Currently the approach used IT systems (supported by a significant amount of paper vouchers and controls), emails and double signatures on relatively small items and values well within budget. This was cumbersome, bureaucratic and added to real transactional costs and opportunity costs with managers reviewing and signing paperwork already validated by others.

 

In line with the majority of accountability and responsibility for budgets being passed to team managers, it was proposed to use this approach and that the designated budget holder (usually a team manager) could make purchases and authorise payments with a value of £24,999 or less that were within the designated budget. It was only for purchases and payments of £25,000 and / or in excess of budget that required a second signature from a director.

 

To ensure the process was controlled:

 

·           A list of budget holders and the financial codes they could operate was already known and maintained securely.

·           Monthly, finance business partners could update this list for any changes of budget overspend issues.

·           Email and electronic signature and instruction could replace signed paper records as electronic sign off could be counted as a prime record and was as at least as safe and secure as a paper signature.

 

Increasingly managers were asking for a faster and more rapid ways of securing goods and services. Technology allowed for a virtual rather than a real card to be broadly issued with spending controls at transaction, overall limit or nature of the goods and services purchased level. Details of the transactions were received electronically and could be reconciled and posted to the main finance system with ease. Therefore, the proposal was to issue real or virtual purchase cards to all budget holders and directors and expect all purchase below £1,000 to be made by this route and where applicable purchases of £1,000 to £4,999 to also be made by this route. The default approach to these cards was to set a credit limit of £5,000 a month and limit them to the subjective areas covered by the designated budget, i.e. remove the ability to access cash or buy an unexpected item or service.

 

Purchase would be reviewed monthly as part of the transaction posting process. Variation of the above limits and approach could be approved by the Section 151 Officer, e.g. for the emergency purchasing role of the Executive Director of Commercial and Regulatory Services.

 

The Council was trying to modernise the way it worked, as currently systems were fragmented and bureaucratic for small spend, but retain a framework of governance. This approach would be re-examined as part of the more major review of systems and process during 2020/21. The plan was for this change to be delivered by a small start and finish project to be completed no later than the 30 April 2020. The project group will consist of:

      Interim Strategic Director (resources soon to be Chief Operating Officer)

      Section 151 Officer

      Procurement Lead

      Payment Lead

      Representative of NatWest bank (for card issue)
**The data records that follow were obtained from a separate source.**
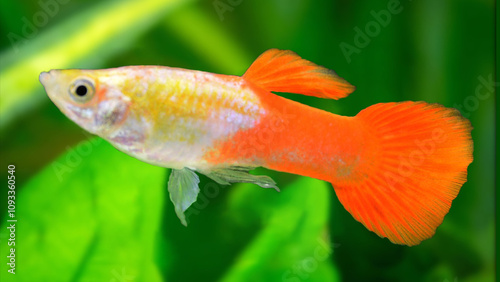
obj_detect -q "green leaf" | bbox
[168,168,200,226]
[0,139,166,281]
[219,177,340,282]
[162,176,339,282]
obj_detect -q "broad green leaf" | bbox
[168,168,200,226]
[0,139,166,281]
[162,175,339,282]
[0,0,193,127]
[219,177,340,282]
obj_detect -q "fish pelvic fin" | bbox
[333,102,473,246]
[243,49,355,99]
[168,168,200,226]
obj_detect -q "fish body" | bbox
[41,67,262,170]
[40,49,473,246]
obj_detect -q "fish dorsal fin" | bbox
[243,49,355,99]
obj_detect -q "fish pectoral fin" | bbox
[168,167,200,226]
[200,166,280,192]
[243,49,355,99]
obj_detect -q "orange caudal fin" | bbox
[333,102,473,246]
[243,49,355,99]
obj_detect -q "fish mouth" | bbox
[39,70,61,102]
[39,70,53,86]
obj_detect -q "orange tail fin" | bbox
[334,102,473,246]
[243,49,355,99]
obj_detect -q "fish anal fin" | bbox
[200,166,279,191]
[243,49,355,99]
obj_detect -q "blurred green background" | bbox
[0,0,495,281]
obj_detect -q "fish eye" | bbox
[69,78,95,102]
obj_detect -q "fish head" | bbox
[40,69,130,136]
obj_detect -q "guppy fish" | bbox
[40,49,472,246]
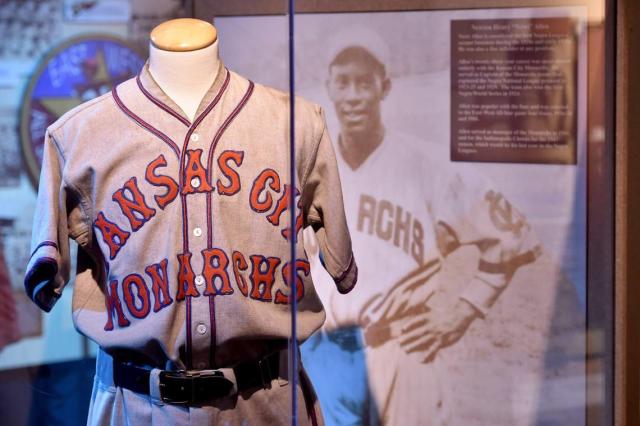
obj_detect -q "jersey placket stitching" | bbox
[111,86,181,157]
[112,71,231,370]
[204,80,255,367]
[176,70,230,370]
[136,74,191,127]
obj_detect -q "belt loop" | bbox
[217,368,238,395]
[149,368,164,406]
[258,357,273,389]
[277,349,290,387]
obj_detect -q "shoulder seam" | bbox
[47,131,66,164]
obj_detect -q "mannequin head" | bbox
[150,18,217,52]
[146,18,221,122]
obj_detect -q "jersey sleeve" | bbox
[24,129,80,312]
[302,109,357,294]
[430,164,541,316]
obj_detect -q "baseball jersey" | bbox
[303,129,540,425]
[24,59,357,374]
[313,129,540,330]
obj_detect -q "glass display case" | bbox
[209,0,614,424]
[0,0,626,424]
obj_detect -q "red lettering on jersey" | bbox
[232,251,249,297]
[249,255,281,302]
[112,177,157,231]
[104,279,131,331]
[267,185,300,226]
[122,273,151,319]
[145,155,179,209]
[202,248,233,295]
[216,150,244,196]
[281,198,304,241]
[94,211,131,260]
[182,149,213,194]
[274,259,310,304]
[145,258,173,312]
[249,168,280,213]
[176,252,199,301]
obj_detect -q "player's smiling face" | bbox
[327,61,389,135]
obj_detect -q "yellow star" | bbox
[38,49,112,118]
[92,49,110,84]
[39,97,83,118]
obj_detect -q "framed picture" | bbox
[207,1,613,424]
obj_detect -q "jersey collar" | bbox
[136,59,228,127]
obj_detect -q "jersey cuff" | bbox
[24,243,63,312]
[333,254,358,294]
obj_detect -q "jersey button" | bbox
[196,323,207,335]
[193,227,202,237]
[190,133,200,142]
[196,362,206,369]
[190,177,201,188]
[195,275,205,286]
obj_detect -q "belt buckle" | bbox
[159,369,233,405]
[159,370,192,405]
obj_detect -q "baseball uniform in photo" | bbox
[24,59,357,425]
[302,130,541,425]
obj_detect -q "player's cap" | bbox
[326,26,391,70]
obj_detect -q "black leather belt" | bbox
[113,351,282,405]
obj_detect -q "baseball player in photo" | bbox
[24,36,357,424]
[300,30,541,426]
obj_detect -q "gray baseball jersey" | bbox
[24,59,357,425]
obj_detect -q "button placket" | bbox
[183,125,213,371]
[134,65,233,373]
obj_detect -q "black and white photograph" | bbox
[217,6,588,425]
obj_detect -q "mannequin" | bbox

      Internal audit representative

 

Councillor S Heap queried how important was it that those amounts of money needed to be spent so quickly, how often did this happen and was the card real? The Service Director (Business Services) replied that she would have to find out how often fast payments were needed and report back to the Councillor later. However, there was governance in place and although it was a real card, the money had to be in the budget. Councillor S Jones added that only the budget holder was designated to spend it.

 

Councillor J Philip said it made sense that if officers were imparted with holding budgets, they should be able to spend that budget if it was under £25,000. The Financial Regulations could always be reviewed at a later date. He proposed that a review be undertaken in a year’s time by the Audit and Governance Committee, which was agreed by the Working Group.

 

RESOLVED:

 

            That a report be made to Council recommending:

 

(1)          That a change to the current delegations and standing financial instructions to require only one sign off signature (electronic or physical) by the designated budget holder (usually a team manager) for purchases and payments with a value of £24,999 or less that were within budget and only purchases and payments off £25,000 and / or in excess of budget to require a second signature from a director, be approved. (This was to retain control whilst significantly reducing transaction costs and paperwork pending a major system review and change timetabled for April 2021);

 

(2)        That the issues of real or virtual purchase cards to all budget holders and directors and to expect all purchase below £1,000 to be made by this route and where applicable purchases of £1,000 to £4,999 to also be made by this route, be approved. (This was to retain control whilst significantly reducing transaction costs and paperwork pending a major system review and change timetabled for April 2021);

 

(3)        That pursuant to Recommendation (1) and (2) above, the Monitoring Officer be authorised to make necessary revisions to the Council’s Constitution; and

 

(4)        That the Audit and Governance Committee review the Financial Regulations in a year’s time.